Borger appeared on “CNN Newsroom” and was asked by host Brianna Keilar how the investigation into whether any DOJ official engaged in an improper attempt to interfere with the election results might impact the impeachment trial.

“If people believe there was a crime committed that is an impeachable offense and they want people to vote to convict, they could say this is motive,” Borger responded. “They could say the president was plotting — it’s all too remarkable to even say because it sounds like a story — that the president was plotting with somebody inside the Justice Department to dethrone the acting attorney general so he could get the Justice Department to overturn the election in Georgia. It’s remarkable, but it does go to the motive of the president, saying, look, he was planning this insurrection in many different ways.”

Borger was referring to the storming of the U.S. Capitol on Jan. 6 as the “insurrection,” which followed a rally held by Trump where he called on his supporters to march to the Capitol and demand that a joint session of Congress overturn the Electoral College results. Trump was impeached Jan. 13 after being accused of inciting the mob.

It was announced on Monday that IG Michael Horowitz was opening the investigation after it was reported that a DOJ official strategized with Trump on ways to challenge the results of the 2020 election in Georgia.

CNN’s David Chalian appeared alongside Borger and pointed to what he saw as Republicans changing their minds on impeachment and becoming less likely to support it as time brought them away from “the heat of the moment.” He went on to say that he was “not terribly surprised” that he hasn’t yet seen “17 Republicans in the Senate emerge as potentially voting to convict the president.” (RELATED: Bill Kristol: ‘I Would Love’ If Republicans Threw Trump Overboard, ‘They Are Scared To’)

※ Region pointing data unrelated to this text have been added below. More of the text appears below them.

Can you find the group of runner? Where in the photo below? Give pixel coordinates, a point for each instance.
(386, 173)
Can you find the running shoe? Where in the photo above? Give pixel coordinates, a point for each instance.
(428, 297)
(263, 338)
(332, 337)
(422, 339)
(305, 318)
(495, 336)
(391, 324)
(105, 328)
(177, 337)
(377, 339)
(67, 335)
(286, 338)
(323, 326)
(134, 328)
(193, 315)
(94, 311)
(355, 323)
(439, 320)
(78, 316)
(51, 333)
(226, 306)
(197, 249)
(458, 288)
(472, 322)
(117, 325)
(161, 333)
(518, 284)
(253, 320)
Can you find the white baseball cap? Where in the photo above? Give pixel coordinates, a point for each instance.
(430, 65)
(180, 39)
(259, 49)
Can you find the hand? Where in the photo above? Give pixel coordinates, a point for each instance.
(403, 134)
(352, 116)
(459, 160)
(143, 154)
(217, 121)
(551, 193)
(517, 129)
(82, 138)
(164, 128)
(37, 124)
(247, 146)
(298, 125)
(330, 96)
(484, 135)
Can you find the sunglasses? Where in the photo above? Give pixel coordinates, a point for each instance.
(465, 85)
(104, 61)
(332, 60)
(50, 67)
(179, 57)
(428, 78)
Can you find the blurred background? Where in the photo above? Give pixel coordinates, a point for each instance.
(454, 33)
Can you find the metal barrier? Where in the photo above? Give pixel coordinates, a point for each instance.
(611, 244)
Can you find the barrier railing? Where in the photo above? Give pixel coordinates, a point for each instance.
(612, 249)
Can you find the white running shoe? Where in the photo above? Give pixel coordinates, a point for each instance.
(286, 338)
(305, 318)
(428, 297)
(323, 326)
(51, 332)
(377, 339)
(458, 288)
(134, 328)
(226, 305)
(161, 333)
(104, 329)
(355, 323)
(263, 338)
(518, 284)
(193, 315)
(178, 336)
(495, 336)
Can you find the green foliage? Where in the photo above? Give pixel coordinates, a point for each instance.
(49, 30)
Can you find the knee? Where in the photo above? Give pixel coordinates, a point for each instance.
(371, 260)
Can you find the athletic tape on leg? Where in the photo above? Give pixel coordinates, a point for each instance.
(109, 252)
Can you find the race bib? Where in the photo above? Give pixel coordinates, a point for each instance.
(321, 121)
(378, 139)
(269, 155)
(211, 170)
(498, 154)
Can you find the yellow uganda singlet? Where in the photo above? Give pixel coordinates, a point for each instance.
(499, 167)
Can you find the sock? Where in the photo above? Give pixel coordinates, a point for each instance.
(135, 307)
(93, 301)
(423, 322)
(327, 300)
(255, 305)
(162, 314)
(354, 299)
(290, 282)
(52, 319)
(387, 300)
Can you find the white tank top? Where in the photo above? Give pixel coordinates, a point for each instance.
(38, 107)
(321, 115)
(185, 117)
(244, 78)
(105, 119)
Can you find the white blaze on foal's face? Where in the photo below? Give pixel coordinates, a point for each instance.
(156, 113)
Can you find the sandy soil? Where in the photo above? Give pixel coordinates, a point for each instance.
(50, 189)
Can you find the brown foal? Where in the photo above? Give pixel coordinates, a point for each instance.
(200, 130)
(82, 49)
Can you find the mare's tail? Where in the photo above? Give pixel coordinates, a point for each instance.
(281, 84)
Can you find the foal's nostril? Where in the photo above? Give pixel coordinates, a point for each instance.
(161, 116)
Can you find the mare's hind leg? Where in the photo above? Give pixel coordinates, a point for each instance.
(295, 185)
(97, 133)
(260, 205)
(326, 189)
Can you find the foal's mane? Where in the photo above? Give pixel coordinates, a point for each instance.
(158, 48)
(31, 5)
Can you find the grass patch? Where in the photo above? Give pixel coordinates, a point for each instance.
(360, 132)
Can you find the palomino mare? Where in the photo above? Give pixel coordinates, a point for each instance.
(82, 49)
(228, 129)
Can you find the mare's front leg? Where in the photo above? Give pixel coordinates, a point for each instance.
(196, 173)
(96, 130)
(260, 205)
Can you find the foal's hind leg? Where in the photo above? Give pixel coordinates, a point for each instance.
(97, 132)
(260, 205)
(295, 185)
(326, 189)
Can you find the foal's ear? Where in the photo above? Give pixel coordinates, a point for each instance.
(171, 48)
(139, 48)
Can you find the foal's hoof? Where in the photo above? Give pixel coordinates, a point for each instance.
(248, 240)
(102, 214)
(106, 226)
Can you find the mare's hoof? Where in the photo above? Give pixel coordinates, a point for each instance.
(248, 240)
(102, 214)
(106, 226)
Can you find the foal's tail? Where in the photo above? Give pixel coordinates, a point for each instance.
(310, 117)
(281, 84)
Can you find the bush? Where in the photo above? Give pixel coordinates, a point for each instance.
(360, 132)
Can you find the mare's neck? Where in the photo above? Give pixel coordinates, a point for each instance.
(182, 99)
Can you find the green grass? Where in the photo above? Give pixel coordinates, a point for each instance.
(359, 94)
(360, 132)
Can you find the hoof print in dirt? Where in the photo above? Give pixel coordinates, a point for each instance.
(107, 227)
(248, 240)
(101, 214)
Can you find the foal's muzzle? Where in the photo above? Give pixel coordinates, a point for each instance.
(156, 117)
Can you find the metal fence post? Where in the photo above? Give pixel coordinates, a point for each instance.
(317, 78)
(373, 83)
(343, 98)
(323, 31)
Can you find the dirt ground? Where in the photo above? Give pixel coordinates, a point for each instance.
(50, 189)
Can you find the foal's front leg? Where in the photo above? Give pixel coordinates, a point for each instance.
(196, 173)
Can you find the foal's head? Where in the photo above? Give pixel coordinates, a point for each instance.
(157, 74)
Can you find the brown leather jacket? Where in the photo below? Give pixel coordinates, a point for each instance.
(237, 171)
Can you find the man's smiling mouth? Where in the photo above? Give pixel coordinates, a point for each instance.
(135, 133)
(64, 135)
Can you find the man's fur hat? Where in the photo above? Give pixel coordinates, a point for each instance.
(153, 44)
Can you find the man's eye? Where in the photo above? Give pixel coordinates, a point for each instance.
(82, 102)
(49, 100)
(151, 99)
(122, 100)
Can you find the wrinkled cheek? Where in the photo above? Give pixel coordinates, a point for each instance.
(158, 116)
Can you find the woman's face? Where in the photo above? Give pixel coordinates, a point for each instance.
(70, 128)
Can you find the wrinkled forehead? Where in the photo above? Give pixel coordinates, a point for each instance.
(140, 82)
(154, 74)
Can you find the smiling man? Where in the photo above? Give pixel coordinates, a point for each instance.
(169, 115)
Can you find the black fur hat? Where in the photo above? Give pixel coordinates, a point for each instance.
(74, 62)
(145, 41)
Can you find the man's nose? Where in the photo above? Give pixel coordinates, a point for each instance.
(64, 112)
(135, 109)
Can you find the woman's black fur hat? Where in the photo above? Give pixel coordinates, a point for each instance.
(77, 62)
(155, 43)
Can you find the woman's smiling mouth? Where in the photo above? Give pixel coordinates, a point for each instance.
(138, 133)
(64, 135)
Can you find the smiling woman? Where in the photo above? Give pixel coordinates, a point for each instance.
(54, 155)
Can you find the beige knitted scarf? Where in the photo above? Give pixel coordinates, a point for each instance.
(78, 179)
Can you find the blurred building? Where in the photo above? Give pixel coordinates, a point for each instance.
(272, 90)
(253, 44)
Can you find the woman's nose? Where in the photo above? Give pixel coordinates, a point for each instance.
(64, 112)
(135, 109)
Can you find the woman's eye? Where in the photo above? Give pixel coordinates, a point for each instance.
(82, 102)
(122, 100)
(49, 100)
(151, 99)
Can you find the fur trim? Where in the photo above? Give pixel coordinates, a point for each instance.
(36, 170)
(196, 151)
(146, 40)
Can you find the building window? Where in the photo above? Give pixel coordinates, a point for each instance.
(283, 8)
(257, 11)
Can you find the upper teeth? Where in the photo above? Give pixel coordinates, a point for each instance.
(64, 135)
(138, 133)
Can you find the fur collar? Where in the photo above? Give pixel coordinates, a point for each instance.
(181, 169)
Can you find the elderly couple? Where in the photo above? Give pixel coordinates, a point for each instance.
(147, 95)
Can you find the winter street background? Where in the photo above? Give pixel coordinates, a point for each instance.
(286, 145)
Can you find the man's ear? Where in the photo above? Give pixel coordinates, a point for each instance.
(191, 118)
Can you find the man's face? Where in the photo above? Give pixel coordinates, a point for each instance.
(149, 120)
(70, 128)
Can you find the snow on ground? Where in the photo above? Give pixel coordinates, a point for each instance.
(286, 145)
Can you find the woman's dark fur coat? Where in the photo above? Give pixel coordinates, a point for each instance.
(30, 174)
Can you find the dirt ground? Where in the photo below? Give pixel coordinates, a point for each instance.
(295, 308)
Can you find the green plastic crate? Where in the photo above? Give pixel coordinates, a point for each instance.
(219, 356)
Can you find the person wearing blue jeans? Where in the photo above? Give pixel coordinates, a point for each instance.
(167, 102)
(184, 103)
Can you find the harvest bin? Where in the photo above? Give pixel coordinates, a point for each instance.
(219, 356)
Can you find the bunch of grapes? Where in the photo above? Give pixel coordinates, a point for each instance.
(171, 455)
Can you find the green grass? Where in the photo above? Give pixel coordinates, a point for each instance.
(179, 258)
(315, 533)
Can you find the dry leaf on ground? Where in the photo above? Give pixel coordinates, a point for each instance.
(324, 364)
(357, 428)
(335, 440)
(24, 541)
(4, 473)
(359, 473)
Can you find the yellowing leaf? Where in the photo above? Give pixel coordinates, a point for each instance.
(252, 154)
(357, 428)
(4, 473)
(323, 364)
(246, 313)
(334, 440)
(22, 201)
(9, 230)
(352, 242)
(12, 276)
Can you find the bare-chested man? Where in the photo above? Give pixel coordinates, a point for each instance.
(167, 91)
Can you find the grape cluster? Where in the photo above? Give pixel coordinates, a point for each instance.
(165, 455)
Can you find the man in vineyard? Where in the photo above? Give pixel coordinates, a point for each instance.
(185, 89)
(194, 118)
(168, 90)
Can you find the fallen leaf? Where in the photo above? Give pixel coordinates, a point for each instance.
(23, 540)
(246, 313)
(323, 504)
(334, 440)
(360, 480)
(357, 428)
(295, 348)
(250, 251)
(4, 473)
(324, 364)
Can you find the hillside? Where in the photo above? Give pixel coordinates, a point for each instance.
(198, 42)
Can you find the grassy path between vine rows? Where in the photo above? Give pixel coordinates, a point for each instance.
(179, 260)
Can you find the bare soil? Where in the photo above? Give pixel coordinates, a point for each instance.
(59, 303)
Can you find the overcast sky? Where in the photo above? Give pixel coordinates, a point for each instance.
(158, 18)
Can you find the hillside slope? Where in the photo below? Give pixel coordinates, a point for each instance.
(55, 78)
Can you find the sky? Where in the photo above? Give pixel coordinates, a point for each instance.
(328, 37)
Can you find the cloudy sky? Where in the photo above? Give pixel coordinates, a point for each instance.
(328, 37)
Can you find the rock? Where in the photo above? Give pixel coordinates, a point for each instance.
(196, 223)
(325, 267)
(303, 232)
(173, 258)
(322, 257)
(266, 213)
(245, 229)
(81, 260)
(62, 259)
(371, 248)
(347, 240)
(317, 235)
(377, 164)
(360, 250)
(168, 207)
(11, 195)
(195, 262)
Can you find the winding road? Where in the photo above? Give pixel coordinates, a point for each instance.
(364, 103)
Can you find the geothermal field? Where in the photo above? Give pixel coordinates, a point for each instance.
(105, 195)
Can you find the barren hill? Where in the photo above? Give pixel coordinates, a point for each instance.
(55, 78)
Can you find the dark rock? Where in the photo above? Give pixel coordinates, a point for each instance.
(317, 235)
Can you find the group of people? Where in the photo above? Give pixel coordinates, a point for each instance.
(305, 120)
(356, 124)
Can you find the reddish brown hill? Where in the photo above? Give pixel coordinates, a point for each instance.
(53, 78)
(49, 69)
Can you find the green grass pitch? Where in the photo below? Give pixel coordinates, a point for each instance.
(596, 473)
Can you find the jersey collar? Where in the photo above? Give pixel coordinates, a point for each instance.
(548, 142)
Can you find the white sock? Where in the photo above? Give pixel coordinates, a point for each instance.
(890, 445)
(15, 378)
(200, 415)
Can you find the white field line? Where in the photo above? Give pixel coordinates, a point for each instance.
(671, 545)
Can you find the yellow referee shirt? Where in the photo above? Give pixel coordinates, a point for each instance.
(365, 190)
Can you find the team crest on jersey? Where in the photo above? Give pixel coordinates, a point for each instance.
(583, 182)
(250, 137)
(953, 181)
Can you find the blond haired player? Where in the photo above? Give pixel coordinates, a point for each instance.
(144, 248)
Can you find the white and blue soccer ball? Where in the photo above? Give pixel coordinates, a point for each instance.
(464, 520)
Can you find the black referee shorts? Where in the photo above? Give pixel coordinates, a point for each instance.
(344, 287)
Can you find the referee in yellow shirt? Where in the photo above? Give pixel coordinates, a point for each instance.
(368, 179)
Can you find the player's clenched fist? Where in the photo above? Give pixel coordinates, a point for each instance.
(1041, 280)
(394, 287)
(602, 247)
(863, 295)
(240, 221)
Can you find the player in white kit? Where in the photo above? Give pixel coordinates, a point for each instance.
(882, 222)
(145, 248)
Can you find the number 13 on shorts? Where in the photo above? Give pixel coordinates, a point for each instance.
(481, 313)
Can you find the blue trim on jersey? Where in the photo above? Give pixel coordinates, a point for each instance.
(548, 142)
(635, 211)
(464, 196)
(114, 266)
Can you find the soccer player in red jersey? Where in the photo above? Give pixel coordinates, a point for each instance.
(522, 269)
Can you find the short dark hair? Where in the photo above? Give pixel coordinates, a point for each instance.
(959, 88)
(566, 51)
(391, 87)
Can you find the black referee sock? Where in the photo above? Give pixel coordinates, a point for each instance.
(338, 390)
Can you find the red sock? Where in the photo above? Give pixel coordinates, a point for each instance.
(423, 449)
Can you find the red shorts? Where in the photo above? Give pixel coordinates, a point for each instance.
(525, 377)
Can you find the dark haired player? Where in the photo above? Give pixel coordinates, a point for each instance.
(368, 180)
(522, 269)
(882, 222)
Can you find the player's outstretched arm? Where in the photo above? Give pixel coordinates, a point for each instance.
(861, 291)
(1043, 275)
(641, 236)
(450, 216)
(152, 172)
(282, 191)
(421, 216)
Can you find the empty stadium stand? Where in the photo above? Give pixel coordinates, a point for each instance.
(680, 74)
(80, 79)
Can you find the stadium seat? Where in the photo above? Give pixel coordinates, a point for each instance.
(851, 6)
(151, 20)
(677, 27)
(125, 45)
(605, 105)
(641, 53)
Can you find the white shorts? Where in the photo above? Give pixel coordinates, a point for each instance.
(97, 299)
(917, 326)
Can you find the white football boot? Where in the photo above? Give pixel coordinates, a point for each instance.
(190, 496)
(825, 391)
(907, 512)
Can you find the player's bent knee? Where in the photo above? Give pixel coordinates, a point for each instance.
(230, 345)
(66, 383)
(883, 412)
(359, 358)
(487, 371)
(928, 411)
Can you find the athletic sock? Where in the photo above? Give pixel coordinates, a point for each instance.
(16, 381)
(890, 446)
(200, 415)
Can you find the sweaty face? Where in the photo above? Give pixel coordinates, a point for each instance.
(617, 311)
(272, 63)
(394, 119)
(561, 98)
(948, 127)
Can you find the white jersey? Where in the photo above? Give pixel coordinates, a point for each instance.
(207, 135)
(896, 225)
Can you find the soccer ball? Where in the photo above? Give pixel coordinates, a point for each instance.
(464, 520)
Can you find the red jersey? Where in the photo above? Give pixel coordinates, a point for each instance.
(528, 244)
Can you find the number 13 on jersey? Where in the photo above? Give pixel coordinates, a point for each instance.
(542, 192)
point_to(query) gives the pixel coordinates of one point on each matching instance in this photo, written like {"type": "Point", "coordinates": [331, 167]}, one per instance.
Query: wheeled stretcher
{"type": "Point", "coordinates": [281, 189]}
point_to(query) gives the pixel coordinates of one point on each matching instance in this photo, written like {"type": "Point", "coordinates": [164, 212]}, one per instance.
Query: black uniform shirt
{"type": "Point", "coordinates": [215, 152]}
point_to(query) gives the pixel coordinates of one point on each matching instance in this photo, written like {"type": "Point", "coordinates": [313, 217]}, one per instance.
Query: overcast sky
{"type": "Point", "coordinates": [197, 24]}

“I think that’s because the Republicans, by and large, have decided not to go to the issue itself, but rather argue this point in the Senate on the question of whether it is, in fact, constitutional to convict a president who is no longer in office,” Borger continued. “And then their other argument is, well, this is a time when the country needs to be united and not divided, and why would we divide the country even further by voting to convict? So those are their two arguments, and they’re going to sort of push aside the crux of the matter, which is did the President incite this violence?”